Empieza el año con una tregua de Pascua ortodoxa que es un lacerante sarcasmo. Y la promesa de que la guerra no va a ir a menos, sino a más, salvo que Ucrania se resigne a perder una parte de su territorio y a regalarle al tirano de Moscú un arreglo que pueda vender como otra de sus astutas ganancias. Y ya en el horizonte asoma esa posible solución, por la que sotto voce aboga más de uno con influencia y que nos guste o no nos guste es probable que sea la única manera de detener el horror.
Mal hará el mundo, en cualquier caso, si normaliza sin más el despojo y al saqueador que lo consuma. Para Ucrania, pero también para los rusos, no hay otra esperanza que confinar al putinismo con los parias de la Historia, hasta que la Federación Rusa, si eso es posible, se otorgue otra forma de gobierno que le sirva para volver al concierto de las naciones civilizadas. Que no exhiba la demencia que hoy impera en su televisión estatal.

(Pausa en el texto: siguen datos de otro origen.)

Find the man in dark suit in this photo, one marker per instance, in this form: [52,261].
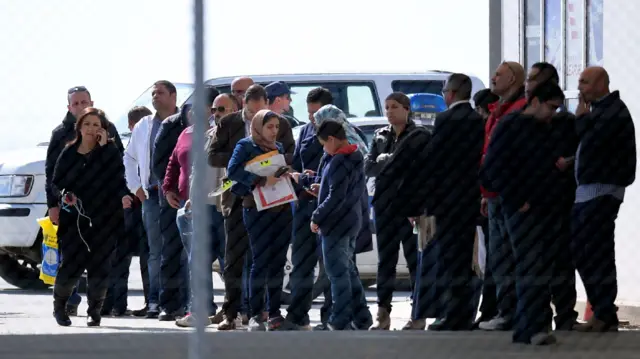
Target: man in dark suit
[231,129]
[451,172]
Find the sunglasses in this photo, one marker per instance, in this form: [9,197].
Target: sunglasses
[77,89]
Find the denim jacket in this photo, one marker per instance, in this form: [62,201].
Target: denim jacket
[245,151]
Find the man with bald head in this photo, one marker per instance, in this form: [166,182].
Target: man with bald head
[508,84]
[605,165]
[239,87]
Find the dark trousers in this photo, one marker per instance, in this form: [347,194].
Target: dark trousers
[563,283]
[304,256]
[455,234]
[391,231]
[236,248]
[119,281]
[501,260]
[593,248]
[173,275]
[532,235]
[269,238]
[426,300]
[349,302]
[76,258]
[489,305]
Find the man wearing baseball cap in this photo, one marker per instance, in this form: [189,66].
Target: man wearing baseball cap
[279,100]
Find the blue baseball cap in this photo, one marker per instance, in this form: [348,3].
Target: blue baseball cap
[277,89]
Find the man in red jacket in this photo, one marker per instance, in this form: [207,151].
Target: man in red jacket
[508,84]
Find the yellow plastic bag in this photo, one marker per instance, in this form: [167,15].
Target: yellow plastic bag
[50,255]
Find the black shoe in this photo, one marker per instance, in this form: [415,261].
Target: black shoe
[62,318]
[72,310]
[93,320]
[170,316]
[153,312]
[121,313]
[140,312]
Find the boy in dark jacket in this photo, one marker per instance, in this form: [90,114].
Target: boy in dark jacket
[338,219]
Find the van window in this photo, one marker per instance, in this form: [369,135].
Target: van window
[355,99]
[422,86]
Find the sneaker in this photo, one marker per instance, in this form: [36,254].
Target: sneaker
[383,320]
[217,318]
[72,310]
[415,324]
[227,324]
[543,339]
[189,321]
[497,324]
[257,325]
[276,323]
[120,313]
[153,312]
[140,312]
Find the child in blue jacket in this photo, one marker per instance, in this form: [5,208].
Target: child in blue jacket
[338,219]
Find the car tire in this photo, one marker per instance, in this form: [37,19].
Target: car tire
[21,274]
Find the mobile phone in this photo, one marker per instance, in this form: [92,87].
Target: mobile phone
[282,170]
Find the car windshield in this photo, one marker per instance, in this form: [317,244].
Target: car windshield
[183,93]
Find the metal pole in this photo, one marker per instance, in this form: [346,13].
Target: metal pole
[495,35]
[200,236]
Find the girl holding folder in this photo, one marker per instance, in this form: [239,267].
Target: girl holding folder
[270,229]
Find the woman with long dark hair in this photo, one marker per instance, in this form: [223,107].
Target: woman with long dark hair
[89,176]
[391,228]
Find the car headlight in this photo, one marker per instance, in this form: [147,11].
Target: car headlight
[15,185]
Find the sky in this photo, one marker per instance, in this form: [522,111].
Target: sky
[118,48]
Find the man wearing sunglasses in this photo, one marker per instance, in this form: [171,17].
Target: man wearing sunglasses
[78,98]
[520,166]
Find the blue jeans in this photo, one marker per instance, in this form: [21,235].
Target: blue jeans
[304,257]
[151,219]
[269,237]
[346,289]
[184,222]
[532,235]
[500,258]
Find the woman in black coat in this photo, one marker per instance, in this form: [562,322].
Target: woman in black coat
[89,176]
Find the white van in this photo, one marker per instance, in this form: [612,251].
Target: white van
[22,195]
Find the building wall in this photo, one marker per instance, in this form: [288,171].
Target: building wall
[579,33]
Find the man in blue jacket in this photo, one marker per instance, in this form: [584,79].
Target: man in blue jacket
[338,219]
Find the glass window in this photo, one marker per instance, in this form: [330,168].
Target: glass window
[361,100]
[572,104]
[355,99]
[532,32]
[573,39]
[595,49]
[411,87]
[183,92]
[553,33]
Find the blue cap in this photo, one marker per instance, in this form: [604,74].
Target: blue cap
[277,89]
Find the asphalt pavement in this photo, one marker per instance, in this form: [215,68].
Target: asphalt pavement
[27,330]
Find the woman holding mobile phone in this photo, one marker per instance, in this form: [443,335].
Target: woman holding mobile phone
[90,175]
[269,230]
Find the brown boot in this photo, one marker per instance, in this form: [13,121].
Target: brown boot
[595,325]
[415,324]
[383,321]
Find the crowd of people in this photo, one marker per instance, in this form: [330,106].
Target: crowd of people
[545,186]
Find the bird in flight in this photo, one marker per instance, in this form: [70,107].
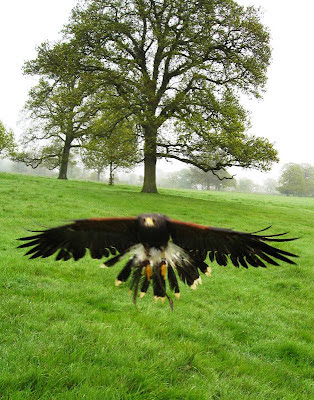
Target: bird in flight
[157,249]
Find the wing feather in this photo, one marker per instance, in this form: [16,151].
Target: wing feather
[102,236]
[224,244]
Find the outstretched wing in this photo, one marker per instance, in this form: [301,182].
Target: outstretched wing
[102,236]
[219,244]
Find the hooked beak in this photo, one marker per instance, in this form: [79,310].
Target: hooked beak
[149,222]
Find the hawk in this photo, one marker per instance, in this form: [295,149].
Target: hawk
[157,249]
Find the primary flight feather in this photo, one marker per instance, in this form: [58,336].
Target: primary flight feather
[157,249]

Lamentablemente, no es el único horror del Año Nuevo. La semana pasada, aquí mismo, se recordaba a las afganas, a las que siguen enterrando en vida en medio de un atronador silencio que nadie —¿será por la vergüenza— parece querer romper. Y están las otras muchas guerras, miserias, tiranías e injusticias que continúan asolando tantas tierras y tantas almas.
Con este panorama, lo que entre nosotros toca es un año plagado de elecciones, en el que cabe temer con fundamento que el tono se elevará, los denuestos volarán y las ideas abusivas y los agravios al oponente florecerán como amapolas en campo de centeno, que escribiera el poeta.
Ojalá supiéramos ser capaces de burlar el vaticinio. Ojalá el año no naciera muerto, también, para el empeño de fraguar un proyecto común de futuro.